Marcel, soixante dix ans est depuis les débuts de la colla à la base du castell. Il porte les segons. « On est responsable de soi-même, mais aussi des autres, pour la construction du castell ou la descente. Il faut rester concentrés jusqu’au bout. »

 Maxime, cinquante sept ans, lui aussi à la « pinya », précise : « C'est un monde très riche. Il y a l'aspect technique de construction des castells, qui est toute une science, et l'aspect humain, avec des moments intenses. C'est une activité où la coopération prime largement sur la concurrence, ce qui n'est pas si courant. Les enfants apprennent à s'entraider et à dépasser leurs limites. Ils nouent des relations très fortes entre eux. C'est aussi une voie d'accès vers la culture catalane. »

Tous unanimement louent la cohésion et la convivialité qui règnent au sein de l’équipe composée d’environ soixante quinze adhérents.

 

Historique

Cette tradition des castells trouve son origine dans le ball dels Valencians, ou moixerenga. Elle s’est répandue dans toute la Catalogne, aux Baléares et jusqu’en Chine ou en Amérique.

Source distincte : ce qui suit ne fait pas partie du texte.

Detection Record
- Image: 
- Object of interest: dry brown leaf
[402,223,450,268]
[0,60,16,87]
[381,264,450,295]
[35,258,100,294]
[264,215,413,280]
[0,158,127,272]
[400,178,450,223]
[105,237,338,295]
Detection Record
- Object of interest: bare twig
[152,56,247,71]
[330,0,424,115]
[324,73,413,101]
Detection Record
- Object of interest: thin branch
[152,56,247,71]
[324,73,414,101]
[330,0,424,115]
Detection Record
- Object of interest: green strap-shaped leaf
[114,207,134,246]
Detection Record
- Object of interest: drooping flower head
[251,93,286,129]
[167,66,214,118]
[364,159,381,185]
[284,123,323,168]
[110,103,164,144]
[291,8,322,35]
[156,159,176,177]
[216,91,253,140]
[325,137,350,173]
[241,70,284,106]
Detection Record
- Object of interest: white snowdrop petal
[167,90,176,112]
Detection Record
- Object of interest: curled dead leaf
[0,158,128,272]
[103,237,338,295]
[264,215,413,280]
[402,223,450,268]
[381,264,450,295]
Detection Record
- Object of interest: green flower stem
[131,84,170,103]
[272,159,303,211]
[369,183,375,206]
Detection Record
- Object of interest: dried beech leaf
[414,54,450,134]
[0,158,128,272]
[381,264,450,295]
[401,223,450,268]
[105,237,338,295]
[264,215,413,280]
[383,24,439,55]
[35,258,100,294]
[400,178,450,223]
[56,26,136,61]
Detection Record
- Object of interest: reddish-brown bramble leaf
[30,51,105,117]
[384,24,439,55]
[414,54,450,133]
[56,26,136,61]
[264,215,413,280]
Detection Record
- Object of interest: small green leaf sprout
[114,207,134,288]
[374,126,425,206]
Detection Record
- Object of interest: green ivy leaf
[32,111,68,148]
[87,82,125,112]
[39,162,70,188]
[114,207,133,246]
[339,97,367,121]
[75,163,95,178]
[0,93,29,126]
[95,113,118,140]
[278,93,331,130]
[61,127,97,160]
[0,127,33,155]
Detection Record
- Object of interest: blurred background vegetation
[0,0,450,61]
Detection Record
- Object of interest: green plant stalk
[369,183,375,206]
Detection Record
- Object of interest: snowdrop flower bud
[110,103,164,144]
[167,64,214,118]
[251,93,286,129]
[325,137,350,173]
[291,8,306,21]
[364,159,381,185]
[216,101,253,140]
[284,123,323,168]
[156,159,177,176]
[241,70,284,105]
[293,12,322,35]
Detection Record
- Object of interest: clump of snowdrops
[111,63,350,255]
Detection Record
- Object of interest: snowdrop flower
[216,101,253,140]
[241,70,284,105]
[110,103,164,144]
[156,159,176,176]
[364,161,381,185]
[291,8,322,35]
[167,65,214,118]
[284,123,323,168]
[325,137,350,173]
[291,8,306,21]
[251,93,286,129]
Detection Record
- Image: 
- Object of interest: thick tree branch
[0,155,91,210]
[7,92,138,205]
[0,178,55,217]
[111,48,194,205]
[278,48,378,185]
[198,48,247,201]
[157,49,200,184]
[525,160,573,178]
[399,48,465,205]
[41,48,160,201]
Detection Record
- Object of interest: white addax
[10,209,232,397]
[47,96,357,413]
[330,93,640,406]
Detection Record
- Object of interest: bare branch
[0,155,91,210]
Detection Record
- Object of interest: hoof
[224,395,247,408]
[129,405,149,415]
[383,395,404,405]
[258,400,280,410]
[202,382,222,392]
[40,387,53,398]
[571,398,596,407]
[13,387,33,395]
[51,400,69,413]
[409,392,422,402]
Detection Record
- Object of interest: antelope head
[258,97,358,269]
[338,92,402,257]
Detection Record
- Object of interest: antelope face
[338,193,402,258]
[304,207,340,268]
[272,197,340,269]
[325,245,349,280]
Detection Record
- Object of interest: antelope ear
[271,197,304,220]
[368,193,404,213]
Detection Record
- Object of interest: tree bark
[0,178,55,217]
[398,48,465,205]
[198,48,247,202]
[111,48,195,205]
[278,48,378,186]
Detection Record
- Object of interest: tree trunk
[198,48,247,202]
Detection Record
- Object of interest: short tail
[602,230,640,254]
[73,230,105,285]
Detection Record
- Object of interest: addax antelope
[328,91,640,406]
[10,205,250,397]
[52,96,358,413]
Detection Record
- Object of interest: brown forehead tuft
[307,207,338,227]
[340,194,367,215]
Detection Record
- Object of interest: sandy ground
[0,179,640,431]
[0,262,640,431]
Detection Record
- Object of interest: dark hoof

Les « Angelets du Vallespir » ont fêté leurs quatorze ans d’existence. Lors de leur « baptême », parrainés par les « Nens del Vendrell » et les « Castellers del Riberal » de Baho, en 2002, la couleur bleue a été attribuée pour la chemise, portée avec un pantalon blanc et la « faixa » noire.

Ils sont intervenus l’année dernière à l’école du Pont de Reynés et ont participé à la fête des NAP. Grâce à leurs représentations toujours spectaculaires, Marcel et Maxime espèrent donner envie aux jeunes de rentrer dans la colla et de se lancer dans l’aventure.

 

Agenda

Les prochaines prestations des Angelets du Vallespir, accompagnés par Marie-Jo au « tabal » et Romain à la « gralla », instruments traditionnels qui scandent l’évolution du castell, auront lieu le 17 Juillet pour la féria de Céret et le 31 juillet pour la fête de « l’espardenya » à Saint Laurent de Cerdans.